For the analysis of health expenditures data involving only nonnegative values, several authors recommended a two-part model approach [16, 21,22,23]. In this approach, the probability of OOP payment was first modeled, and then the amount of payment for those who paid was modeled. In general, the first part uses a probit or logit regression [21, 23]. We chose a logit regression because the interpretation of its results is quite straightforward. For the second part, the Box-Cox test (p = 0.958 for λ = 0) showed that the data are fit for use of the generalized linear model (GLM) with a link log. For the choice of family distribution, the authors recommended mainly Gamma or Inverse Gaussian family for health expenditures that exhibited skewness [21, 23]. Upon using the modified Park test, the result (p = 0.6167 for δ = 2) showed that the data are gamma distributed. Thus, the first part model may be conceptualized as follows:
$$ \mathrm{In}\kern0.5em \left[\frac{\mathrm{Prob}\left(\mathrm{y}>\left.0\right|\mathrm{x}\right)}{1\hbox{-} \mathrm{Prob}\left(\mathrm{y}>\left.0\right|\mathrm{x}\right)}\right]\kern0.5em =\kern0.5em \upalpha \kern0.5em +\kern0.5em \sum {\upbeta}_{\mathrm{i}}\kern0.2em {\mathrm{x}}_{\mathrm{i}} $$
where y represents the OOP payments, α is the constant term, xi represents a set of independent variables and βi are the estimated coefficients for these variables.

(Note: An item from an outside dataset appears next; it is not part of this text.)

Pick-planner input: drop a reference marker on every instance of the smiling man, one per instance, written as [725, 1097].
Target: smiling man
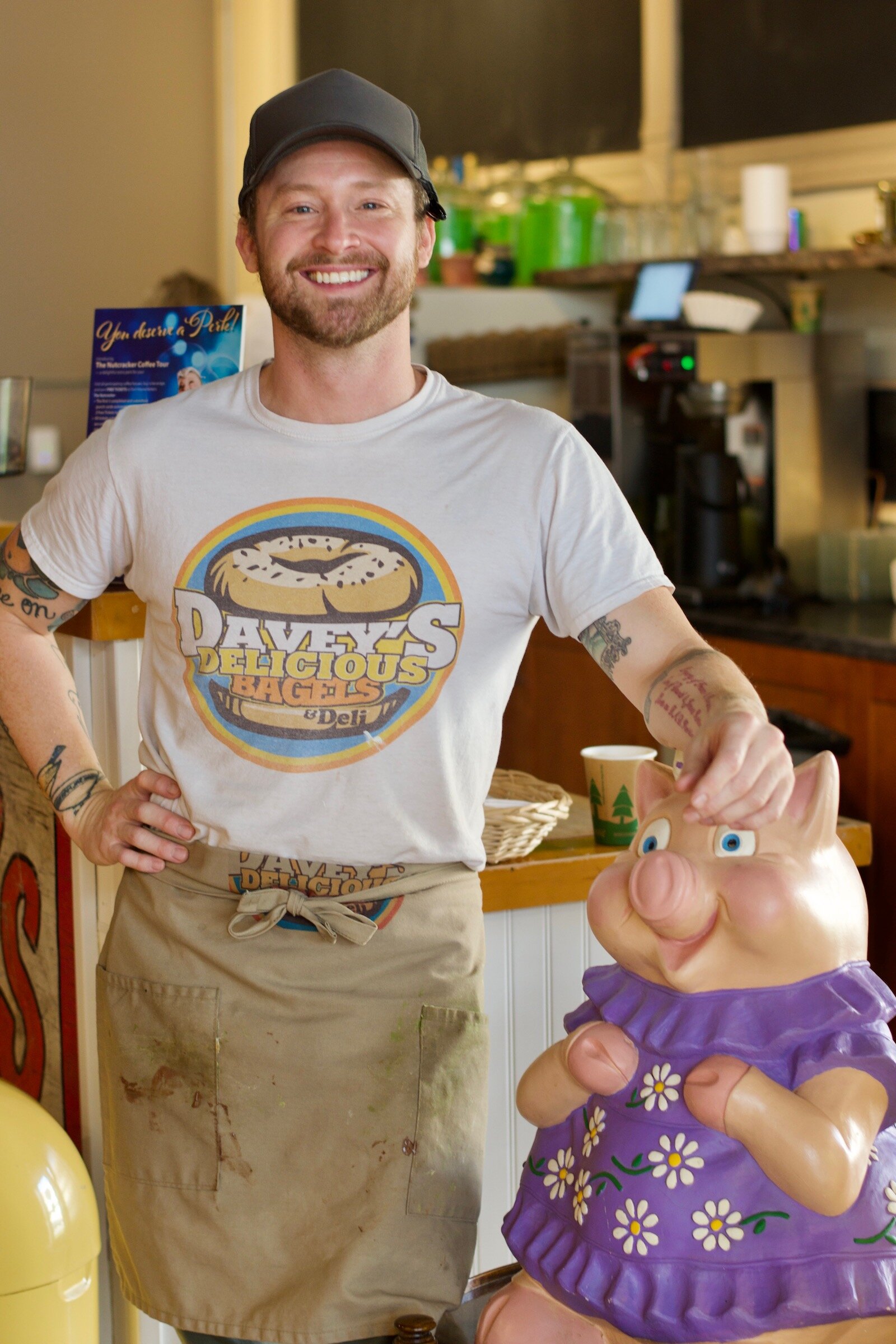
[343, 558]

Prob(y > 0| x) represents the probability that a patient will experience an OOP payment for normally free of charge service.
For the second part, the equation is the following:
$$ \mathrm{In}\kern0.5em \left[\mathrm{E}\left(\left.\mathrm{y}\right|\mathrm{x}\right)\right]\kern0.5em =\kern0.5em \upalpha \kern0.5em +\kern0.5em \sum {\upbeta}_{\mathrm{i}}\kern0.2em {\mathrm{x}}_{\mathrm{i}} $$
where E(y) represents the expected value of OOP expenses. The other notations share similar definitions as those in the first part of the model.
The two parts may be analyzed separately or together. However, analyzing the two parts together allows for prediction of the OOP expenses based simultaneously on the two models. We opted for the combined analysis but took advantage of the broad range of tools available in logistic regression and GLM to check each model individually. Observations that did not fit the models were checked and removed. For the multiple regression, we regrouped the different services into two categories, normal deliveries and EmOC, because certain EmOC services were exclusively offered in hospitals. We excluded the provider qualifications variable of the multiple regression analysis because the type of service performed depended on the provider’s qualifications. We also standardized the outcome variable OOP expenses for the second part of the analysis and excluded standardized values above 3.29 (two observations) from the analysis. The analysis was computed using the Stata command “twopm”. The statistical threshold was set at 0.05 for all statistical tests. Standard Errors were adjusted for the clustering of data at the district level. The parity variable was excluded from the final model because it did not significantly contribute to the model. Finally, we used the margins command to predict the amount of OOP payments for certain variables.
Ethical considerations
This study was part of the 2016 reproductive health needs assessment and was approved by the Health Research Ethics Committee of Burkina Faso. The patients gave informed consent. In addition, survey data confidentiality was ensured by the anonymity of the collection tools.